Our contracts with some licensors include minimum guaranteed royalty payments, which are initially recorded as
an asset and as a liability at the contractual amount when no performance remains with the licensor. When
performance remains with the licensor, we record guarantee payments as an asset when actually paid and as a
liability when incurred, rather than recording the asset and liability upon execution of the contract. Royalty
liabilities are classified as current liabilities to the extent such royalty payments are contractually due within the
next 12 months.
Each quarter, we also evaluate the expected future realization of our royalty-based assets, as well as any
unrecognized minimum commitments not yet paid to determine amounts we deem unlikely to be realized through
product sales.
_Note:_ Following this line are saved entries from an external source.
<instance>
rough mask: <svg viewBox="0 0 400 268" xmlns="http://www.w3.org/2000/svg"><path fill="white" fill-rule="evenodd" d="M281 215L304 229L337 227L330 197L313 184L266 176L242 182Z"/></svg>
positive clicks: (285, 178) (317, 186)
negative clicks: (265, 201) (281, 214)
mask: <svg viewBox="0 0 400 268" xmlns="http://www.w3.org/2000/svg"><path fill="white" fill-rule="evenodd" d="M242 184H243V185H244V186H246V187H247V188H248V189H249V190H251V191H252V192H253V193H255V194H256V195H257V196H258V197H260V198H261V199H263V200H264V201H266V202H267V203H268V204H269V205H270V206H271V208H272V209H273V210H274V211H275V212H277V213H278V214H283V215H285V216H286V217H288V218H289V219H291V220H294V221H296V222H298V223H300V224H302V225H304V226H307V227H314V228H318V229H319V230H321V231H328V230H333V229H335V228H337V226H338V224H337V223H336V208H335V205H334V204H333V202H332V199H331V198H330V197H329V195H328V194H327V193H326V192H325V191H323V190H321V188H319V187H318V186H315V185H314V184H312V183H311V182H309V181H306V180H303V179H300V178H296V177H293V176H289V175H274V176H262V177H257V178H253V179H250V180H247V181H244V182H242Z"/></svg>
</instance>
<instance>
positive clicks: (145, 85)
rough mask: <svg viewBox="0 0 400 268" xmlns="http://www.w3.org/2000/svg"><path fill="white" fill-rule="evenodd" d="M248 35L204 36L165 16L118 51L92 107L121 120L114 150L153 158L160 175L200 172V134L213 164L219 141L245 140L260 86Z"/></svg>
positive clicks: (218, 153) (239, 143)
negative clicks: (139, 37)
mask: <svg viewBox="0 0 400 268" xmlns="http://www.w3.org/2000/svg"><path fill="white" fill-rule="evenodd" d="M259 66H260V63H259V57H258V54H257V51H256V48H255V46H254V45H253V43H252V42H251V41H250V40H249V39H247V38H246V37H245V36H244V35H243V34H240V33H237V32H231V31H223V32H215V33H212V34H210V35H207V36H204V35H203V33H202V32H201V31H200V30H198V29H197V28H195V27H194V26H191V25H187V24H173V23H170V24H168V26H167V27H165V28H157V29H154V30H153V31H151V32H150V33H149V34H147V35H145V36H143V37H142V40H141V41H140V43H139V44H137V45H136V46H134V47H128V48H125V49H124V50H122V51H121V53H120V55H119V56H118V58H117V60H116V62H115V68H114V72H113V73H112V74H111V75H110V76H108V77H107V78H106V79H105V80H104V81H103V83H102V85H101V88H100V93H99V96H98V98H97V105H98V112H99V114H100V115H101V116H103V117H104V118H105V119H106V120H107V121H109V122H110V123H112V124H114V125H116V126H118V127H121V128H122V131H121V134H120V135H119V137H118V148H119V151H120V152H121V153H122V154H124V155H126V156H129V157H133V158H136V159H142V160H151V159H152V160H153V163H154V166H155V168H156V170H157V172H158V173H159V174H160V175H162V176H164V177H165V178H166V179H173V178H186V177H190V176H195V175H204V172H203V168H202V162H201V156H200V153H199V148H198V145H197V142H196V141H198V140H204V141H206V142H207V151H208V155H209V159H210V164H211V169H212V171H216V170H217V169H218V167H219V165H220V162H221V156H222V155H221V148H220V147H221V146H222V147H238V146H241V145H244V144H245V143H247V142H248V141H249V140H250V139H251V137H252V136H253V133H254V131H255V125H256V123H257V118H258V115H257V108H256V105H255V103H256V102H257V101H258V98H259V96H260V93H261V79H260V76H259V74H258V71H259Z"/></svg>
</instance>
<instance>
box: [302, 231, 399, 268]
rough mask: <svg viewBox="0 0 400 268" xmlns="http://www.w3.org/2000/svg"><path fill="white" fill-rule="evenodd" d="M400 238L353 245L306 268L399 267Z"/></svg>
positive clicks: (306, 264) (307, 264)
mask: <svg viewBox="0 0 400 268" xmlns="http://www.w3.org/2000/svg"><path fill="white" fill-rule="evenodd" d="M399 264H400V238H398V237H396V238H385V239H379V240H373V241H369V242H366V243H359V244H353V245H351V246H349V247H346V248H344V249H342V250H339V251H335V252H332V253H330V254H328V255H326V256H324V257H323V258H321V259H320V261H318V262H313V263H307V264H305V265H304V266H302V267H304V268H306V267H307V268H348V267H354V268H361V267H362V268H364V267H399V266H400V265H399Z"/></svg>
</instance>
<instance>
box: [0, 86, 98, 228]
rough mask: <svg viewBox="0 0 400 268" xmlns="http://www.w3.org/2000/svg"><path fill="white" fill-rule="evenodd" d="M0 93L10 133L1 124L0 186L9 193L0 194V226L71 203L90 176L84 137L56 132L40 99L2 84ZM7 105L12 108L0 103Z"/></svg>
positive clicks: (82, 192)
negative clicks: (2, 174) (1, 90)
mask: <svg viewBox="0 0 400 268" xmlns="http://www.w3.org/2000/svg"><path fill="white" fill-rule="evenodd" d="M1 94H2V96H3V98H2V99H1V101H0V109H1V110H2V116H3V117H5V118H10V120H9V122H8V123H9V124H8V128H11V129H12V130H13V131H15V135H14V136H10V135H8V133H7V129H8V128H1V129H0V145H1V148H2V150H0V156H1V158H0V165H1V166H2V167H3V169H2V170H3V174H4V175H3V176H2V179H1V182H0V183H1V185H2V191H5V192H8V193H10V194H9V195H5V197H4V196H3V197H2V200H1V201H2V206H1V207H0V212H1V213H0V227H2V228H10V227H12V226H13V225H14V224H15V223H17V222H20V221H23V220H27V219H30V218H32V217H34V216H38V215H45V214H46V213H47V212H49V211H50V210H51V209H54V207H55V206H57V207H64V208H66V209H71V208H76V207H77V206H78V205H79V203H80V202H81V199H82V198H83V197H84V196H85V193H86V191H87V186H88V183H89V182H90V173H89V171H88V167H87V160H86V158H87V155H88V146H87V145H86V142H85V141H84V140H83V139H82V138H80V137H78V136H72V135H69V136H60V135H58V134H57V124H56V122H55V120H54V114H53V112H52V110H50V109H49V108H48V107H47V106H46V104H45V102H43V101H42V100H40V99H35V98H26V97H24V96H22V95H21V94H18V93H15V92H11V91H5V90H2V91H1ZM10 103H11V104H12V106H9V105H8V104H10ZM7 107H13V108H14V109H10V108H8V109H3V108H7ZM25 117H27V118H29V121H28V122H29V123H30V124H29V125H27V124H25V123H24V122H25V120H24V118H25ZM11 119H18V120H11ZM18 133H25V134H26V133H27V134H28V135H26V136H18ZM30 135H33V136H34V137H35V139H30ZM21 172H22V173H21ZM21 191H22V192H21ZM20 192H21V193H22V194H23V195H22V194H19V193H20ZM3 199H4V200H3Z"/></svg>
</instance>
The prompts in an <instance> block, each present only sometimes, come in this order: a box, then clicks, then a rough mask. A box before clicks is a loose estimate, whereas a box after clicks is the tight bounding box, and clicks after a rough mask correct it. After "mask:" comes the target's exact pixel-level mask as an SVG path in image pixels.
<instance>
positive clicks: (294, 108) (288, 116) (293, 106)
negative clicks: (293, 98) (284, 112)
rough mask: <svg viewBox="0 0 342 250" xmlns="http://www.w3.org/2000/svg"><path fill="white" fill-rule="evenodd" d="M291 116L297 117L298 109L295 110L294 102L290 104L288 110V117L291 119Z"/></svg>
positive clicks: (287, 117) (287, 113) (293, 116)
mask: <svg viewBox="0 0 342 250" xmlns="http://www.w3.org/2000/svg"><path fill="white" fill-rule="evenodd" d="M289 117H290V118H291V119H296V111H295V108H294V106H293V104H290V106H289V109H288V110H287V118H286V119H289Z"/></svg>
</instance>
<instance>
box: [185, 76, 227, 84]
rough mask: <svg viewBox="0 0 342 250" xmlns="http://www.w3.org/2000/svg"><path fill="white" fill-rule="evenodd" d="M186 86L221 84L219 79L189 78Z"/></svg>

Any impairments or losses determined before the launch of a product are charged to research and
development expense. Impairments or losses determined post-launch are charged to cost of goods sold. We evaluate
long-lived royalty-based assets for impairment generally using undiscounted cash flows when impairment indicators
exist. Unrecognized minimum royalty-based commitments are accounted for as executory contracts and, therefore,
any losses on these commitments are recognized when the underlying intellectual property is abandoned (i.e., cease
use) or the contractual rights to use the intellectual property are terminated. During fiscal year 2011, we recognized
losses of $85 million, inclusive of $75 million related to the fiscal 2011 restructuring, on previously unrecognized
minimum royalty-based commitments. In addition, we recognized impairment charges of $40 million, inclusive of
$27 million related to the fiscal 2011 restructuring, on royalty-based assets. During fiscal year 2010, we recognized
impairment charges of $10 million, inclusive of $9 million related to the fiscal 2010 restructuring, on royalty-based
assets. During fiscal year 2009, we recognized losses of $43 million on previously unrecognized minimum royalty-
based commitments. The losses in fiscal year 2009 primarily related to an amendment of a licensor agreement in
which we terminated certain rights we previously had to use the licensor’s intellectual property. The losses and
impairment charges related to restructuring and other restructuring plan-related activities are presented in Note 7 of
the Notes to Consolidated Financial Statements.